Integrating data from multiple African countries to identify and validate novel insecticide resistance candidates in the malaria vector An. gambiae sl

Vector control strategies are key to malaria eradication efforts; an estimated 80 % of the 663 million malaria cases prevented since the year 2000 were due to insecticide treated nets (ITNs and indoor residual spraying). As a result of this scale up in vector control, resistance to public health insecticides is now wide spread. All ITNs are treated with pyrethroids and yet 80% of African countries reporting resistance to this class. The precise impact of this resistance on the protective efficacy of ITNs is still being debated but there is consensus that there is an urgent need for informed field strategies to prevent failure of these crucial interventions and hence; the resurgence of malaria associated morbidity and mortality in the world's poorest regions.

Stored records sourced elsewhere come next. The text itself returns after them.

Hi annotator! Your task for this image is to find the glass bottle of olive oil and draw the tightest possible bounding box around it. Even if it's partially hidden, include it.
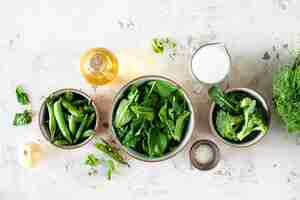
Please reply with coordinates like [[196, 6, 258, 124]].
[[80, 48, 118, 86]]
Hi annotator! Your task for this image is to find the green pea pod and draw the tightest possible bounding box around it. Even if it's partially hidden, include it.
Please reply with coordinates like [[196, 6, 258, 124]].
[[46, 101, 56, 140], [79, 106, 84, 113], [64, 92, 74, 101], [95, 140, 129, 167], [86, 112, 96, 129], [54, 139, 69, 145], [83, 103, 94, 113], [74, 114, 89, 144], [61, 98, 84, 119], [53, 99, 72, 143], [68, 115, 77, 136], [72, 99, 87, 106], [81, 129, 95, 139]]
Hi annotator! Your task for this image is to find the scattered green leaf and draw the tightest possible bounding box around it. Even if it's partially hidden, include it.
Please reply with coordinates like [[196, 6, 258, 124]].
[[16, 86, 29, 105], [85, 153, 101, 167], [13, 110, 32, 126], [151, 37, 176, 54]]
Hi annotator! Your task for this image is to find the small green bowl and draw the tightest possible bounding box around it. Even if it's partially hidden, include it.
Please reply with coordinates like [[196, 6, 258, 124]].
[[209, 88, 271, 147], [39, 88, 99, 150]]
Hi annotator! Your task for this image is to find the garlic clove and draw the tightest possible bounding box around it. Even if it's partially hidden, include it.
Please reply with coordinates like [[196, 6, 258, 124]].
[[19, 143, 42, 168]]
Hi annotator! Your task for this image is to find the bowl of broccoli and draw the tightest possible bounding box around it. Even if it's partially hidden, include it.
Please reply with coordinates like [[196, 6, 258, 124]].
[[208, 86, 271, 147]]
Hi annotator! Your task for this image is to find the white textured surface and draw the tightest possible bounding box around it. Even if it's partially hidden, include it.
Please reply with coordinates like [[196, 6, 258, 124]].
[[1, 0, 300, 199]]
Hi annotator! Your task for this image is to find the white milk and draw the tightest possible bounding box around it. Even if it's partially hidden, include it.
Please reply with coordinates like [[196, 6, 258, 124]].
[[191, 44, 230, 84]]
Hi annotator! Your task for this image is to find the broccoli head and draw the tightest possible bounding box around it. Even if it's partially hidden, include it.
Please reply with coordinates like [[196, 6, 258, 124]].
[[215, 110, 243, 141], [237, 112, 268, 141], [236, 98, 268, 141]]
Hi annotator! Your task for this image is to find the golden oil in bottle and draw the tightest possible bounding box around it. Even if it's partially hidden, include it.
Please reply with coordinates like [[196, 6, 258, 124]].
[[80, 48, 118, 86]]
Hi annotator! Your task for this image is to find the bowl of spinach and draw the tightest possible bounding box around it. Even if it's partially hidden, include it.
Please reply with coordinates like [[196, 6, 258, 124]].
[[112, 75, 194, 162], [209, 86, 270, 147]]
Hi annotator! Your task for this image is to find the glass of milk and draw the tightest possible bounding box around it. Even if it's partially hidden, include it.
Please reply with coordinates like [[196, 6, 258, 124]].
[[190, 42, 231, 96]]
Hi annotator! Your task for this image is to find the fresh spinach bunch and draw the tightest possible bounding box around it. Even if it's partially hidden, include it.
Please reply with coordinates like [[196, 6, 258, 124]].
[[273, 52, 300, 133], [209, 85, 268, 142], [113, 80, 191, 157]]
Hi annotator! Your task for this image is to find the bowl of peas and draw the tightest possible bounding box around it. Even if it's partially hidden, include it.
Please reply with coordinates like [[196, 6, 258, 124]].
[[39, 89, 99, 149]]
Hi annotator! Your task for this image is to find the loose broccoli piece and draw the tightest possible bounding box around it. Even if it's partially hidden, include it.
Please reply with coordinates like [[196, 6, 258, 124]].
[[216, 110, 243, 141]]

Concerns over the potential impact of vector control failure have stimulated the generation of a wide variety of field data available on malaria vectors in sub-Saharan Africa, including extensive population genetics resources and continent-wide gene expression data. These data represent an incredibly diverse and rich set of information that have previously been examined in isolation. Integrating these multi-species, multi-country datasets in an objective way, is expected to identify previously unrecognised genes and pathways associated with insecticide resistance. These in silico results will be validated in a laboratory setting prior to the development of diagnostics which will be evaluated under field settings. The availability of a comprehensive set of resistance makers will also enable more detailed studies of the impact of resistance on the fitness of the mosquito and its ability to transmit the malaria parasite. The data generated will be of value to control programmes to help mitigate the impact of resistance, and industry partners, developing new insecticides and vector control tools.

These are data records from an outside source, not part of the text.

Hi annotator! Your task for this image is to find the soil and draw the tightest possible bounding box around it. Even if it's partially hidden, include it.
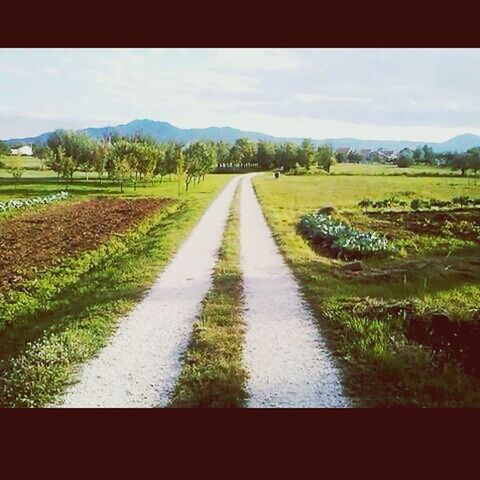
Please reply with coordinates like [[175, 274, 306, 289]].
[[364, 208, 480, 238], [0, 197, 173, 291]]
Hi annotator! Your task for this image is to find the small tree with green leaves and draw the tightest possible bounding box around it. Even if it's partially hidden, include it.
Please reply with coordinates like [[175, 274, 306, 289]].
[[9, 157, 24, 189], [316, 144, 336, 172]]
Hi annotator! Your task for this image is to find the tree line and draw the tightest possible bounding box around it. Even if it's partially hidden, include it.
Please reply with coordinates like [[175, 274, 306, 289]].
[[40, 130, 219, 192], [31, 132, 338, 191]]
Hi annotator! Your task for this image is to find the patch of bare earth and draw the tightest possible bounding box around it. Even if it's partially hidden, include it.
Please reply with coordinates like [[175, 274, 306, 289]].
[[0, 197, 174, 290]]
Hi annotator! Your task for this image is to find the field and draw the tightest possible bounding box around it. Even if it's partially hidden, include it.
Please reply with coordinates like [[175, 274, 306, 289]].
[[253, 168, 480, 407], [0, 173, 234, 406]]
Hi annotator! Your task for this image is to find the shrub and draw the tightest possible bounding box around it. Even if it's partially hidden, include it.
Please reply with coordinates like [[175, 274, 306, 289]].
[[452, 196, 472, 207], [410, 198, 430, 210]]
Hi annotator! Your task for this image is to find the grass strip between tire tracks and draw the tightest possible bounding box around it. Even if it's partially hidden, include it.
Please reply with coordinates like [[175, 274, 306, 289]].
[[170, 184, 248, 407]]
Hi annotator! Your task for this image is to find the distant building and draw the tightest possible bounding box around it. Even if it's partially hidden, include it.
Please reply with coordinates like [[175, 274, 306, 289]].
[[335, 147, 352, 156], [10, 145, 33, 156]]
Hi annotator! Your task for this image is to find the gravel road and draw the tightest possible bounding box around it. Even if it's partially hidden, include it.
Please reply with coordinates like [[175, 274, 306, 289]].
[[57, 175, 242, 407], [240, 173, 349, 408]]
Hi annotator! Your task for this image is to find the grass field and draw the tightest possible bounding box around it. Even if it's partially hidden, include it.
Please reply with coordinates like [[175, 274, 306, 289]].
[[329, 162, 466, 177], [0, 174, 233, 407], [253, 171, 480, 407]]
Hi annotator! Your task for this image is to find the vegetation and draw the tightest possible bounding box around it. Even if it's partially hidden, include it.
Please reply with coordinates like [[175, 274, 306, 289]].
[[253, 172, 480, 406], [0, 174, 233, 407], [170, 186, 247, 407], [0, 191, 70, 213], [299, 212, 392, 258]]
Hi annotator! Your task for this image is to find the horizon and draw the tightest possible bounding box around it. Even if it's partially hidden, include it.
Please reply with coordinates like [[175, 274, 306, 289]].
[[2, 117, 479, 145], [2, 48, 480, 142]]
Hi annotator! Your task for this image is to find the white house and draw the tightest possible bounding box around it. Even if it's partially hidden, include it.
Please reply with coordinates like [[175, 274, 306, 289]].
[[10, 145, 33, 156]]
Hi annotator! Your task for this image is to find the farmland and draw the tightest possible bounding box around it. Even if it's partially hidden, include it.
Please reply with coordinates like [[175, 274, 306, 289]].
[[0, 173, 234, 406], [1, 157, 480, 407], [253, 167, 480, 407]]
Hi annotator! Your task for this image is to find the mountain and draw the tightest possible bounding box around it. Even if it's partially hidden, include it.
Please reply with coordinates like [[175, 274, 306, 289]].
[[3, 119, 480, 153]]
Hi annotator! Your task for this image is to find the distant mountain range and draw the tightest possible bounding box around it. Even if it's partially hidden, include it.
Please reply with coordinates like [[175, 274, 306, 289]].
[[4, 119, 480, 153]]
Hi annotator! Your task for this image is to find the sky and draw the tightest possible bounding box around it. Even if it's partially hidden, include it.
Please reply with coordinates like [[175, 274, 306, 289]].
[[1, 48, 480, 142]]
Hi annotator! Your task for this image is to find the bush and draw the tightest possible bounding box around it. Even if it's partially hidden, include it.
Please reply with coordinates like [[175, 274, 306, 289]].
[[299, 211, 393, 258], [396, 156, 414, 168], [410, 198, 430, 210], [452, 196, 472, 207]]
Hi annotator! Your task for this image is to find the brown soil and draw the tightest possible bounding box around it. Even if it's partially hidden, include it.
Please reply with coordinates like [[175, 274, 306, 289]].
[[0, 197, 174, 291], [364, 208, 480, 237]]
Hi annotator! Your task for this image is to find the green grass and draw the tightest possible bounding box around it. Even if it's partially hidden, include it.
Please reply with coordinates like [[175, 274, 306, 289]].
[[253, 173, 480, 407], [0, 174, 234, 407], [330, 162, 470, 177], [169, 184, 248, 408]]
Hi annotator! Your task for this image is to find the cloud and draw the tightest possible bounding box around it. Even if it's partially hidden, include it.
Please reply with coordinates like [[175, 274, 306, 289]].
[[2, 48, 480, 141]]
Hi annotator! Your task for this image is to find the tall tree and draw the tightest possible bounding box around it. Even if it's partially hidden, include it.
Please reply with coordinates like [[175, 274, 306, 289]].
[[298, 139, 316, 170], [316, 144, 336, 172], [256, 140, 275, 170]]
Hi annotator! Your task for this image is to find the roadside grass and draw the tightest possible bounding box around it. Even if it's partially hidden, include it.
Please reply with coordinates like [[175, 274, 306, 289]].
[[169, 184, 248, 407], [0, 174, 234, 407], [253, 174, 480, 407]]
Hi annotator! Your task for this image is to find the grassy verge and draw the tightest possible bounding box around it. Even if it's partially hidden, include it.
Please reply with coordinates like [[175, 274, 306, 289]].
[[0, 174, 234, 407], [252, 174, 480, 407], [169, 184, 248, 407]]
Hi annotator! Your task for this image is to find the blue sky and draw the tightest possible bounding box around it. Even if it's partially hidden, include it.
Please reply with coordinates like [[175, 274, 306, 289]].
[[1, 48, 480, 141]]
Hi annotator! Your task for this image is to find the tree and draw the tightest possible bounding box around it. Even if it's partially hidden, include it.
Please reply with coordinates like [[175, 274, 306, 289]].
[[32, 144, 52, 171], [256, 140, 275, 170], [316, 144, 336, 172], [183, 141, 214, 191], [153, 145, 167, 182], [165, 143, 183, 181], [396, 155, 414, 168], [274, 143, 298, 172], [335, 151, 348, 163], [135, 143, 157, 186], [9, 157, 24, 189], [422, 144, 435, 165], [0, 140, 10, 156], [107, 140, 133, 192], [215, 141, 231, 169], [413, 147, 425, 163], [347, 150, 363, 164], [446, 152, 469, 176], [298, 139, 316, 170], [92, 141, 109, 184], [230, 138, 256, 170], [467, 148, 480, 176]]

I will use big data integration techniques in R to combine noisy field -omics and populations genetics data with the aim of identifying and characterising novel insecticide resistant candidate transcripts or pathways in Anopheles gambiae sl.

Knockdown (KD) of identified transcripts through dsRNA injection and the phenotypes after exposure to a panel of insecticides will determine whether the candidate is involved in insecticide resistance and hence carried forward to characterisation.

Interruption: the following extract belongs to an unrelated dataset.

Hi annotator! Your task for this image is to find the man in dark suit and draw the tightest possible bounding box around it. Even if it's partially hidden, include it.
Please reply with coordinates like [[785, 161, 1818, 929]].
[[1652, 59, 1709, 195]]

If the candidate transcript is hypothesised to be part of a pathway, KD of pathway partners and qPCR on these for each of the KDs will be used to verify the pathway. Once the upstream candidate is identified microarray experiments comparing the KD mosquitoes with GFP-injected controls will identify larger-scale changes.

Characterisation of the transcript will depend upon its hypothesised function. To identify these putative functions, a variety of resources are available, including literature trawling, enrichment analysis and homology-based methods. An array of techniques can be employed to determine the function of the candidate including insecticide binding assays, behavioural assays, localisation studies, proteomics, structural resolving, up-regulation through transgenic lines and complete knock out via CRISPR.

Population genetics tools and heritability analysis can then be employed to determine whether there is scope and value to use the transcript as an in-field diagnostic. By identifying SNPs or other variable genetic regions in-field resistance diagnostics via PCR, or restriction digest PCR can be developed.

A further output from this fellowship will be to inform industry partners such as IVCC of potential candidate targets for new insecticides. To this end, Plasmodium falciparum competence of the mosquito will be assessed to ensure that disruption of the transcript will not affect this in a significant way.